Orders of publication were held improper in Bryan v. University Pub. Co. of N.Y. ( 112 N.Y. 382) and in Von Hesse v. Mackaye (55 Hun, 365; affd., 121 N.Y. 694) on the ground that the personal property in controversy was not within this State. In Chesley v. Morton ( 9 App. Div. 461) the order was upheld on the ground that the action partook of the nature of one in rem. The plaintiff asks that it be adjudged that she is the sole and absolute owner of the deposit, and that the claim of the defendant Patrick thereto, if any, be determined.
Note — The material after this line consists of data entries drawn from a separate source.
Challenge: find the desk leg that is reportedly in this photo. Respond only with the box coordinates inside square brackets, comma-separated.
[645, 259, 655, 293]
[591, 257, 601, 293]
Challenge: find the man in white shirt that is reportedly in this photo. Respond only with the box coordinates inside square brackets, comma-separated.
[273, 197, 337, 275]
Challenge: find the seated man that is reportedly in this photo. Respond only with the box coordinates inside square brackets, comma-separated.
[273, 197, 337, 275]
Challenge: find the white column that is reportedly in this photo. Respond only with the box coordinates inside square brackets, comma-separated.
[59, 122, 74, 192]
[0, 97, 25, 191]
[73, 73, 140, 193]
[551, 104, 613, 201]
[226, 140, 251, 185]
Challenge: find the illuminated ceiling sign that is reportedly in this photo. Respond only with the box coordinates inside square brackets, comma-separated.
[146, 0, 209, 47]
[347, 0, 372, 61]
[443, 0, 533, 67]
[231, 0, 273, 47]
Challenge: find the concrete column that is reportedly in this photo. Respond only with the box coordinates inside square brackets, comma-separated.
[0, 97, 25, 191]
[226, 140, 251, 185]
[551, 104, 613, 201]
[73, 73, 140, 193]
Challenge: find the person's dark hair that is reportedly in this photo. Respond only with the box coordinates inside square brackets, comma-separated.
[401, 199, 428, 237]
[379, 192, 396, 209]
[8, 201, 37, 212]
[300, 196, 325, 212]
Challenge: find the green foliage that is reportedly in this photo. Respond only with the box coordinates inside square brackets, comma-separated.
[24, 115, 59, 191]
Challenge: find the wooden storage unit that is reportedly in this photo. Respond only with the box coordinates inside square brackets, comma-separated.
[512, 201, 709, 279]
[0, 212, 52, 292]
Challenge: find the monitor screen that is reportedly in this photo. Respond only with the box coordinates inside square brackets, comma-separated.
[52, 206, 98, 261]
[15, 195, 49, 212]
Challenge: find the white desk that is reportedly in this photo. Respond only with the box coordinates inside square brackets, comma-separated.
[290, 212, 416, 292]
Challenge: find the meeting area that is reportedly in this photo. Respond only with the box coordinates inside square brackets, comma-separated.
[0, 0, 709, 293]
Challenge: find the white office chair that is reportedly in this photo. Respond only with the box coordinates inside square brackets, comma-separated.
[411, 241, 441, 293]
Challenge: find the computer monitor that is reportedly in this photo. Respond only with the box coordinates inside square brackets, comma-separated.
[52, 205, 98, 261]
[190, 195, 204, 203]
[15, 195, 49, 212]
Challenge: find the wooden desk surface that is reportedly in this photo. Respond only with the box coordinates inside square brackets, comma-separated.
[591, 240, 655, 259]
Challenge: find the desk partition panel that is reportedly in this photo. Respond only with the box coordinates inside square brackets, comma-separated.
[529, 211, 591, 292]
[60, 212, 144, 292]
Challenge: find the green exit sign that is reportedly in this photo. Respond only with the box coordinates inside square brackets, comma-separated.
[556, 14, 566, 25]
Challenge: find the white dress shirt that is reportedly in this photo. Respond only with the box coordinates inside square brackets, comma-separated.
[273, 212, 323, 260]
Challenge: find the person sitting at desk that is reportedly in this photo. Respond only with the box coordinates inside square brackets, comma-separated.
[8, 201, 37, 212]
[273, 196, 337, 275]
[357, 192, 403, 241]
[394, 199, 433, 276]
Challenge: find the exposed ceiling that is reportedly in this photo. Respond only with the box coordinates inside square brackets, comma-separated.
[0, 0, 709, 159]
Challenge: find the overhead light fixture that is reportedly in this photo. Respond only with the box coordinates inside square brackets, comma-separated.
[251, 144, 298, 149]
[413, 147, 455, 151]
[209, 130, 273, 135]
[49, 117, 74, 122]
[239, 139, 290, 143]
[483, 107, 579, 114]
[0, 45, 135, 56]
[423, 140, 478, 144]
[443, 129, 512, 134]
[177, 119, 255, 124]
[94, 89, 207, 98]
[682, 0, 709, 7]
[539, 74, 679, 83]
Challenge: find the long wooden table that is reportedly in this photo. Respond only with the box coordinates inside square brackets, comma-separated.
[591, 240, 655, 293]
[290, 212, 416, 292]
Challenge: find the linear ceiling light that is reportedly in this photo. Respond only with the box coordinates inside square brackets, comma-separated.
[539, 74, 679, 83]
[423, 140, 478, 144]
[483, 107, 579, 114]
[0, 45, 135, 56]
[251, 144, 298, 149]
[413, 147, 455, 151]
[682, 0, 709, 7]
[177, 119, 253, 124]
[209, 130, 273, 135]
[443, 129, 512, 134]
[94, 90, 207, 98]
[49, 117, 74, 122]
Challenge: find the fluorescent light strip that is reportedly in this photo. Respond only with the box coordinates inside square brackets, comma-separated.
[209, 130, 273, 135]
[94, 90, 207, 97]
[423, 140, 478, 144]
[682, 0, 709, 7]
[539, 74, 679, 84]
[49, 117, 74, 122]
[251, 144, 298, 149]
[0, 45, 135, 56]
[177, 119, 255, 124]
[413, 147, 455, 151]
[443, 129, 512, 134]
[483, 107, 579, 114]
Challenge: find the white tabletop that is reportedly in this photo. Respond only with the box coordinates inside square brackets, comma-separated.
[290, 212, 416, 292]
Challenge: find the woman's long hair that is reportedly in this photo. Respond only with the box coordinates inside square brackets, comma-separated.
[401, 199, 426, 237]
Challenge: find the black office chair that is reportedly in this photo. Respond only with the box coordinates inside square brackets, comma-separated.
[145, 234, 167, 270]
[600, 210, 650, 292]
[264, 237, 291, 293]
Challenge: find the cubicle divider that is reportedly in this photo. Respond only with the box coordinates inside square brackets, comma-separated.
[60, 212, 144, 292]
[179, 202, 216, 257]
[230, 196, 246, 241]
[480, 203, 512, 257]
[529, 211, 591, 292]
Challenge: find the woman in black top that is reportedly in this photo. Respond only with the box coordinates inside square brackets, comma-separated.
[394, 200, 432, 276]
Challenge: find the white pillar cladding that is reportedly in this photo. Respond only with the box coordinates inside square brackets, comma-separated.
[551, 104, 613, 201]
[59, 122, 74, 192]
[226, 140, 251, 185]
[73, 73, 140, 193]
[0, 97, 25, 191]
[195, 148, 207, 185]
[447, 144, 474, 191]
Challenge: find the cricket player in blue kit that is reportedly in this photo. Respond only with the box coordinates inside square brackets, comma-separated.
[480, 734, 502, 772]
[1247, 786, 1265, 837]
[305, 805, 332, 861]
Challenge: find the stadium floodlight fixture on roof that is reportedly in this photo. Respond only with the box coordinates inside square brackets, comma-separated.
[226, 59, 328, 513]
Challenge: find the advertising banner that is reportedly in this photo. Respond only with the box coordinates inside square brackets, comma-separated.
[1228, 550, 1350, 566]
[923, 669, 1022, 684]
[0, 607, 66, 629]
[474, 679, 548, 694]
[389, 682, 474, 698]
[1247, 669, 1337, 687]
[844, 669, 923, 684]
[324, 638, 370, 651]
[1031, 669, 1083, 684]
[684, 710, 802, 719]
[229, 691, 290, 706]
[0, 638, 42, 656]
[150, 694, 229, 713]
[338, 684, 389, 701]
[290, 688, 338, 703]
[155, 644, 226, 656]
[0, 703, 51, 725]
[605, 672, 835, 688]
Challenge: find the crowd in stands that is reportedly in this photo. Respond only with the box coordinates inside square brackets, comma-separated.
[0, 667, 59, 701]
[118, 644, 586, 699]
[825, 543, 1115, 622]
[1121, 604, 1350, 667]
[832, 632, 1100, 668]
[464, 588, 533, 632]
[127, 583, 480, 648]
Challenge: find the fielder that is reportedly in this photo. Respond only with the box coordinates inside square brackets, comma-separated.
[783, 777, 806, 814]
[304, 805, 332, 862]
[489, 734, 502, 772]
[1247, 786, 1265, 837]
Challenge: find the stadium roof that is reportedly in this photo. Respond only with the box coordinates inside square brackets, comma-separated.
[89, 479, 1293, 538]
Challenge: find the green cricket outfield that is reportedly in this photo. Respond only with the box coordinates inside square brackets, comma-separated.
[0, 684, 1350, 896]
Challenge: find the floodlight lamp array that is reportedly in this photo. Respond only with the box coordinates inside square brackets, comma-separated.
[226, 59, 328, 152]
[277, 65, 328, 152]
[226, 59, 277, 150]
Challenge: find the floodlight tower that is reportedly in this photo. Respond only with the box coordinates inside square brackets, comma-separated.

To support the order appealed from it is necessary that the moving papers should establish not only that the defendant is a foreign corporation, but that the complaint demands judgment that a vested or contingent interest in or lien upon specific real or personal property within the State in favor of either party be enforced, regulated, defined or limited, or otherwise affecting the title to such property. In Chesley v. Morton ( 9 App. Div. 461), on appeal from an order vacating an order directing the service of the summons by publication in an action brought by an administrator appointed in this State against a resident of Massachusetts for an accounting of a copartnership formerly existing between plaintiff's decedent and the defendant, Mr. Justice BARRETT, after citing the provisions of sections 438 and 439 of the Code, said of section 439: "This latter section, it has been held, requires not only that the facts alleged shall show a cause of action, but also that such cause of action shall be one of which the court where suit is brought may take cognizance. ( Bryan v. University Publishing Company, 112 N.Y. 382; Paget v. Stevens, 143 id. 172.) The court may lack jurisdiction either, as in the Paget case, through statutory limitations placed upon its power, or, as in the Bryan case, by reason of the absence from this State of the person sued or the subject-matter of the action.